Flash 2000: All the Way Forward Part 1

Photo by Mayer Tawfik on Unsplash

Chapter 1: A Menace

“And if you think for a minute I will accept a 89! A ‘B’! You are out of your mind. You will correct that grade right now professor, or I will have your job.”

At the sneer of ‘professor’, the teacher aide manning the receptionist desk in the elementist department and I made eye contact, the threads related to danger tightening between us. They dropped their eyes to the recorder in my hands, the glass globe surrounded on three sides with a rubber-like alloy to keep it from breaking then returned to grading. The screamer was Miss Meghan Torbett, a freshman like me, but unlike me, her parents, grandparents, and so forth, going back to the old world and, in some cases, olde lands, formed an unbroken line of magicians and wizards. I’m half-null and my dad walked away from the gray as soon as he was of age. I think Meghan was related to everyone on the Northern University board by blood and North America Regional Oversight Committee by at least marriage. Likely the most of the representatives in the Union of the Gray as well, but that gets tricky since the Asia Region is even more xenophobic than those in Europe and the Americas which practically worship the Pure. Not someone you want to get on their bad side.

But since I was already there, for daring to be a half-null breathing around her, I pulled out the recorder the Sisters gave me when she started threatening a teacher. Not exactly the purpose they gave it to me for, but it had more than enough memory.

We couldn’t hear Professor Hawkins rumbling response distinctly but Meghan stormed out shortly thereafter. Seeing the recorder in my hand, she sent an arch of electric at me with a quick hand snap. “Bitch, snitches get stitches.”
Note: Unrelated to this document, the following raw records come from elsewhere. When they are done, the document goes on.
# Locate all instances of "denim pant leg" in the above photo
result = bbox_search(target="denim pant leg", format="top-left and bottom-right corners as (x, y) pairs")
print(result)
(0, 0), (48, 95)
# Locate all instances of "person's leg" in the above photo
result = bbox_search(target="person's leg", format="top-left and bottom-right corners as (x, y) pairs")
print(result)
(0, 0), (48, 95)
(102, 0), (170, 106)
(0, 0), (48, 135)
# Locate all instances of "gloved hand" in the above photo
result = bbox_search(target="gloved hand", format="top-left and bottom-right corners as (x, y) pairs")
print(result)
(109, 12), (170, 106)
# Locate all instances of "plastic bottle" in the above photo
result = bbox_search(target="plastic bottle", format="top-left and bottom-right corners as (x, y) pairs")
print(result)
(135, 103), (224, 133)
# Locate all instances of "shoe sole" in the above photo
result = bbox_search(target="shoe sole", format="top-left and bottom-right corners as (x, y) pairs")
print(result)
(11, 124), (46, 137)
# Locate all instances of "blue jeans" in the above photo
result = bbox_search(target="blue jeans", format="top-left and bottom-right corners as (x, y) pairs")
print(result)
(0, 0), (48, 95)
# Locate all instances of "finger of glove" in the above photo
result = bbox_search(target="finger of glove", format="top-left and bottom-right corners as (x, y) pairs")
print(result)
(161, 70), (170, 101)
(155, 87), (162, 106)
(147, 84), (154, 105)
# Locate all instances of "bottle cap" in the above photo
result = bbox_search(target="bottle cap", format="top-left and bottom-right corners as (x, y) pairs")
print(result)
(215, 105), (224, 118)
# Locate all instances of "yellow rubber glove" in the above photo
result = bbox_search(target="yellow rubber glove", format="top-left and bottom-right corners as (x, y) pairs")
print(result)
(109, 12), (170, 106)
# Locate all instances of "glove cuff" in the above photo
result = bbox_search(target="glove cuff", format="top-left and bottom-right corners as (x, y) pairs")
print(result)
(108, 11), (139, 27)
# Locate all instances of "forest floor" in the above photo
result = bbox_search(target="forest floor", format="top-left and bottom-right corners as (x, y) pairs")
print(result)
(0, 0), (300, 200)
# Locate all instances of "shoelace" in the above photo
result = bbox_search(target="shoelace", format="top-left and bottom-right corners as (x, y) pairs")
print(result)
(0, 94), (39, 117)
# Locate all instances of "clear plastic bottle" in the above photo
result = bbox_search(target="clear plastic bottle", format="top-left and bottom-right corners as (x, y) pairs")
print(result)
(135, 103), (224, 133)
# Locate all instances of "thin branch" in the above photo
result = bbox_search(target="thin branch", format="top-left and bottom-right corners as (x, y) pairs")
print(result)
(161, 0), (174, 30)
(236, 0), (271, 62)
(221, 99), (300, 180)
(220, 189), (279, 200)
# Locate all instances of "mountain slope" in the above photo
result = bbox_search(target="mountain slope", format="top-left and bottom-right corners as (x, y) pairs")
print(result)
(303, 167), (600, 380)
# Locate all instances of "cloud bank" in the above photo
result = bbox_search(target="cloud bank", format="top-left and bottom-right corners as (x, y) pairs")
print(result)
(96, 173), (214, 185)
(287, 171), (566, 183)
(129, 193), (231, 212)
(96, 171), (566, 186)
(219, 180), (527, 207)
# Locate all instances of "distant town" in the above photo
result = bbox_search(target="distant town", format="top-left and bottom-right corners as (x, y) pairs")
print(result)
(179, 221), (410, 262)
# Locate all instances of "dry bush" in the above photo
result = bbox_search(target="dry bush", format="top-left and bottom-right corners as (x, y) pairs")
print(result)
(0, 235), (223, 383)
I barely got a one-handed shield off, to ground some of the electric into a metal side table. The majority of it hit the recorder dead-on and arched through me, slamming me into the sofa cushion. I twisted in pain.

While Torbett was a prime elementalist, if she turned her assignments in instead of shmoozing the boys for the best catch, I barely could hold my own. The only reason we both were in Professor Hawkins “The Elements of Elements” class was it was required for practically everything the University offered.

She sniffed and walked away while the rubber melted between my fingers and the darkened glass tinkled as it cracked. I huffed a few times, restarting my breathing, then peeled the recorder from my hands. The teacher aide appeared at my side with a healer’s kit, knitted to me with offers of succor.

“Oh my god, I can’t believe she …” they started opening up the kit, “are you okay? I can send a message to—”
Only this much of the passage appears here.